So I am at a cross roads on what to do next, I set out to learn and apply some machine learning algorithms on a complicated dataset and I have now done this. My plan from the very beginning was to combine two possible classifiers in an attempt to make a multi-classification system.
But here is where I am stuck. I choose a clustering algorithm (Fuzzy C Means) (after learning some sample K-means stuff) and Naive Bayes as the two candidates for the MCS (Multi-Classifier System).
I can use both independently to classify the data but I am struggling to combine the two in a meaningful way.
For instance the Fuzzy clustering catches almost all "Smurf" attacks except for usually one and I am not sure why it doesnt catch this odd ball but all I know is it doesnt. One of the clusters will be dominated by the smurf attacks and usualy I will find just one smurf in the other clusters. And here is where I run into the problem scenario, if I train the bayes classifier on all the different attack types (Smurf, normal, neptune... etc) and apply that to the remainder of the clusters in an attempt to find that last remaining smurf it will have a high false alarm rate.

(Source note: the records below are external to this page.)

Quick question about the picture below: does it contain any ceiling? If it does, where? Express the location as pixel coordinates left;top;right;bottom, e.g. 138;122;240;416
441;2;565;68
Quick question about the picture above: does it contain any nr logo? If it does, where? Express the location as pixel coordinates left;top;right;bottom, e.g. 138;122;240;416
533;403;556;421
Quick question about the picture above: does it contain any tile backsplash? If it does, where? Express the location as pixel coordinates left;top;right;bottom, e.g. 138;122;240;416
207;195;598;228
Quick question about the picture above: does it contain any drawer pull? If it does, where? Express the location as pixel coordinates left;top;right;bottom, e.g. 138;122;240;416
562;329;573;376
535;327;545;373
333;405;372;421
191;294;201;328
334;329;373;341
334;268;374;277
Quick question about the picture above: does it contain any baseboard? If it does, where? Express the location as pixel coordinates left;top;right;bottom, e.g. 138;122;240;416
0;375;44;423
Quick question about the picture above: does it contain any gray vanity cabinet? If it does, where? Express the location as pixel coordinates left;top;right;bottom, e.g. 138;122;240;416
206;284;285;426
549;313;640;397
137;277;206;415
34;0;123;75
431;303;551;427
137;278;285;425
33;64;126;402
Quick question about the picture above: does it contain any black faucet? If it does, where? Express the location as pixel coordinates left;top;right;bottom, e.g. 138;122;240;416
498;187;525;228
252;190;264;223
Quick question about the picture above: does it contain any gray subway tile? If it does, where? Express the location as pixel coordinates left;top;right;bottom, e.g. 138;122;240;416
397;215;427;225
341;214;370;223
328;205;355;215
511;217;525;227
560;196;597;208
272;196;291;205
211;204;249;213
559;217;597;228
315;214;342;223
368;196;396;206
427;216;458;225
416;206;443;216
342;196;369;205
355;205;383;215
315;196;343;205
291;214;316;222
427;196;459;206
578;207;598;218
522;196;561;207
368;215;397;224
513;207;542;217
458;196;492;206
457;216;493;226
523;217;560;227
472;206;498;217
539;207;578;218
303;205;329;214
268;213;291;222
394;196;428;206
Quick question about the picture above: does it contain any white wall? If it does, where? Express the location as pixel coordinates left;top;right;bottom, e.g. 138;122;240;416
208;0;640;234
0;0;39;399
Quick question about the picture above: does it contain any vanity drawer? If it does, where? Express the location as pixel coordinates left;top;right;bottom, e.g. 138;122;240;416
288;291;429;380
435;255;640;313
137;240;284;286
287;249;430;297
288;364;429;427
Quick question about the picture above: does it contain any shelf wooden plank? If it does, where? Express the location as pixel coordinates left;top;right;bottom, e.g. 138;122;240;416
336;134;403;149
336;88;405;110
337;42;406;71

I'm not sure how to proceed, I dont want to take the other attacks out of the training set but I only want to train the bayes classifier to spot "Smurf" attacks. At the moment it is trained to try and spot everything, and in this process I think (not sure) that the accuracy is dropped.
So this is my question when using the naive bayes classifier, how would you get it to only look for smurf and categorise everything else as "Other".
rows = 1000;
columns = 6;
indX = randperm( size(fulldata,1) );
indX = indX(1:rows)';
data = fulldata(indX, indY)
indX1 = randperm( size(fulldata,1) );
indX1 = indX1(1:rows)';
%% apply normalization method to every cell
%data = zscore(data);
training_data = data;
target_class = labels(indX,:)
class = classify(test_data,training_data, target_class, 'diaglinear')
confusionmat(target_class,class)
What I was thinking was manually changing target_class
from all the normal traffic and attacks that arent smurf to other. Then as I already know that FCM correctly classifies all but one smurf attack, I just have to use the naive bayes classifier on the remaining clusters.
For instance:
Cluster 1 = 500 smurf attacks (repeating this step might shift the "majority" of smurf attacks from the 1000 samples into a different cluster so I have to check or iterate through the clusters for the biggest size, once found I can remove it from the naive bayes classifier stage)
Then I test the classifier on each remaining cluster (not sure how to do loops etc yet in matlab) so at the moment I have to manually pick them during the processing.
clusters = 4;
CM = colormap(jet(clusters));
options(1) = 12.0;
options(2) = 1000;
options(3) = 1e-10;
options(4) = 0;
[~,y] = max(U);
[centers, U, objFun] = fcm(data, clusters, options); % cluster 1000 sample data rows
training_data = newTrainingData(indX1,indY); % this is the numeric data
test_data = fulldata(indX(y==2),:); % this is cluster 2 from the FCM phase which will be classified.
test_class = labels(indX(y==2),:); % thanks to amro this helps the confusion matrix give an unbiased error detection rate in the confusion matrix.
target_class = labels(indX,:) % this is labels for the training_data, it only contains the smurf attacks while everything else is classed as other
class = classify(test_data,training_data, target_class, 'diaglinear')
confusionmat(test_class,class)
I then repeat the bayes classifier for each of the remaining clusters, looking for that one smurf attack.
My problem is what happens if it misclassifies an "other" attack as a smurf or doesn't find the one remaining smurf.
I feel kind of lost on a better way of doing it. I am in the process of trying to pick a good ratio of smurf attacks to "other" as I dont want to over-fit which was explained in a previous question here.
But this will take me some time as I dont yet know how to change/replace the existing labels from neptune, back, ipsweep, wareclient attacks to "other" in matlab so I can't yet test this theory out (will get there).
So my question is:
1) Is there a better method at finding that one elusive smurf attack.
2) How can I grep the target_class (labels) to replace everything that isn't smurf with "other"